Secondly, it creates waste, which TPS tries to avoid. By not addressing the defect additional labor, time, floor space, and material handling will have to be used. Finally, it does not allow TMM to utilize its human infrastructure to solve the exposed problem promptly so that it does not reoccur. It takes away the focus, responsibility and ownership of those producing the defective product and pushes it on someone else to fix the problem. (3) What are the underlying causes of the problems facing Doug Friesen?
Deviation from TPS methodology with seat defects – As outlined in question 2, but not adhering to the Jidoka and TPS methods for handling defects, an environment has been created which emphasizes the importance of production more than quality and the elimination of waste. Potential training issue with new team members on rotation – There may be a correlation between new team member training and the seat defects, especially the broken seat bolsters (which have been identified as being an internal problem).
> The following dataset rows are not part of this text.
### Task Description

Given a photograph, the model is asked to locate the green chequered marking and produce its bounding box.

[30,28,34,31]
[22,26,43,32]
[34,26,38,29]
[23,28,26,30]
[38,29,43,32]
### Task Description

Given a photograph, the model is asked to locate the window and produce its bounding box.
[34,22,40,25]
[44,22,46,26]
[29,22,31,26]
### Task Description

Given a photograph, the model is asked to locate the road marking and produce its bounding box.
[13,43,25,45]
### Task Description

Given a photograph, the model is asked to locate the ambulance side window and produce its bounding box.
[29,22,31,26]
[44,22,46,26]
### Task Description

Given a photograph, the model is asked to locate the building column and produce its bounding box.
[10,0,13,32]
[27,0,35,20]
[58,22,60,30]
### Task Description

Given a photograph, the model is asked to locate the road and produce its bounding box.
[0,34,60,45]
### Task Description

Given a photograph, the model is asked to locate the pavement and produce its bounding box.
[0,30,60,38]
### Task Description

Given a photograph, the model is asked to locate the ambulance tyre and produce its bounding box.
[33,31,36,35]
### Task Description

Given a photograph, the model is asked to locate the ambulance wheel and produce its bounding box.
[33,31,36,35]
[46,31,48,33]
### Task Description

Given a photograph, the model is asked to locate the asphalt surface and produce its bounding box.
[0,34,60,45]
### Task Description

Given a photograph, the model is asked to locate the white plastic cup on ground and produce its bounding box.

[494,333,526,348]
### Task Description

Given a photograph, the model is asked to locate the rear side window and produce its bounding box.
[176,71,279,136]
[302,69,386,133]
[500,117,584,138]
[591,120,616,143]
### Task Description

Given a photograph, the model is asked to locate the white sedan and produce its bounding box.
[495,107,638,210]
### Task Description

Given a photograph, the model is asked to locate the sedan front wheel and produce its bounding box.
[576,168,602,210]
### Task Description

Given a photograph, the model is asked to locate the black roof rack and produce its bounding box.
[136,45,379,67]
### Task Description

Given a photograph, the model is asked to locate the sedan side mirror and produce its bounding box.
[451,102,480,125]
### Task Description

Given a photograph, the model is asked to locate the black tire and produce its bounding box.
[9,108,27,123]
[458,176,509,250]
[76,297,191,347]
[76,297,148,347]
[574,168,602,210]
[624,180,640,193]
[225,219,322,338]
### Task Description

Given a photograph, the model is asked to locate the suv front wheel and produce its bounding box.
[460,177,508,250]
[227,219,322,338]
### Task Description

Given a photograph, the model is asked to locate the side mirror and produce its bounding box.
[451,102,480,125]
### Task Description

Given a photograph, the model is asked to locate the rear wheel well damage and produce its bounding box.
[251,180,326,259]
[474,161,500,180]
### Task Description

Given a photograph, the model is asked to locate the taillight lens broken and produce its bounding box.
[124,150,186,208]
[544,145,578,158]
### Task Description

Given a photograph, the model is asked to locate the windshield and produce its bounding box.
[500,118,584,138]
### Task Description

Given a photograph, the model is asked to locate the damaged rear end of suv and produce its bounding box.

Rapid introduction of multiple car models / options – The recent introduction of multiple models with multiple options into the very complicated seat sequencing process may be an underlying contributor to the defects. Additional planning and trial preparation will need to be implemented to address damage and sequencing issues. Complacency of single source seat supplier – KFS is sourced as the sole supplier of seats, which is a departure from how TMC typically operates. This single source mentality may create an environment of complacency which is contributing to the lack of attention being given to solving the defects.